Я совсем не знал об этом. Все тужу об одной службе, а того и не знаю, что мне еще надобно горше тужить, что я остался круглым сиротою, без батеньки и маменьки, да еще и в службе! Некому было меня ни обласкать, ни оплакать… После уже узнал я, что, когда маменька скончалась, то сестер забрала к себе наша одна тетушка, и Тетясю тоже, да там отдала сестру Софийку замуж, и Тетясю тоже… А та, изменщица, охотно пошла из-за меня за другого. Правда, что я не имел времени хорошенько подумать о ней: то ружье учился чистить, то ремни белить, то маршировать, и все — вот мучение было! — начинать с левой ноги…
Только теперь признаюсь, что я во многом лукавил, будто не могу выучиться. Его высокоблагородие сколько раз обещал пожаловать меня полным капралом, если я буду исправен и перейму все. Как же бы мне велел сделать такую глупость, чтобы добиваться высшего чина? Когда солдату так трудно, а капралу — и не приведи господи! Сам знай все и учи другого. Нет, не на таковского напали! Однажды — смеялся я очень своей штуке! — для поощрения меня произвели в господины капралы. Хорошо. Я что делать? Взял и начал, будто ничего не понимаю, все делать наизворот; вот гляжу, отдают в приказе, что "капрал Халявский за леность, непонятность, нерадение к службе и вообще, за нерасоудливость разжалован в рядовые". Вот так их учи, как я!

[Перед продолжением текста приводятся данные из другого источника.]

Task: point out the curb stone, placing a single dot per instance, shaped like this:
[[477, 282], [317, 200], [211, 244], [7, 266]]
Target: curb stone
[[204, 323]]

Наконец, пришел указ о вольности дворянства, по коему можно было оставить мне, как природному дворянину, службу. Я не знал, с какого конца приступить, чтобы вырваться поскорее на свободу; мне и посоветовали добрые люди отнестися к ротному писарю. Вот голова была! я не знал, в каких училищах он учился, только в десять раз был умнее домине Галушкинского, который, бывало, пяти слов не напишет, не исчернивши пол-листа бумаги. Писарь же, напротив, разом и сочинял и переписывал набело, так что, поверите ли? — двух раз не понюхал табаку, а уже готова бумага, и подает мне подписать.
— Что писать? — спрашиваю я: — растолкуйте мне, г. писарь!
— Пишите вот на этом месте: "к сему прошению".
— Батюшки-голубчики! — вскричал я, уронив перо из рук: — ни за что в свете не напишу этого ужасного слова! По этому слову меня приняли в службу…
— А теперь по этому слову вас отпустят, — так уговарил меня г. писарь и сказал: — Оно хоть и одинаково слово, да умей только наш брат, писака, кстати его включить, так и покажет за другое. Не в слове сила, а в уменье к месту вклеить его; а это наше дело, мы на этом стоим. Не бойся же, брат, ничего и подписывай смело. — Такими умными и учеными доказательствами убедил он меня, наконец, и я, недолго думая, подмахнул и руку приложил.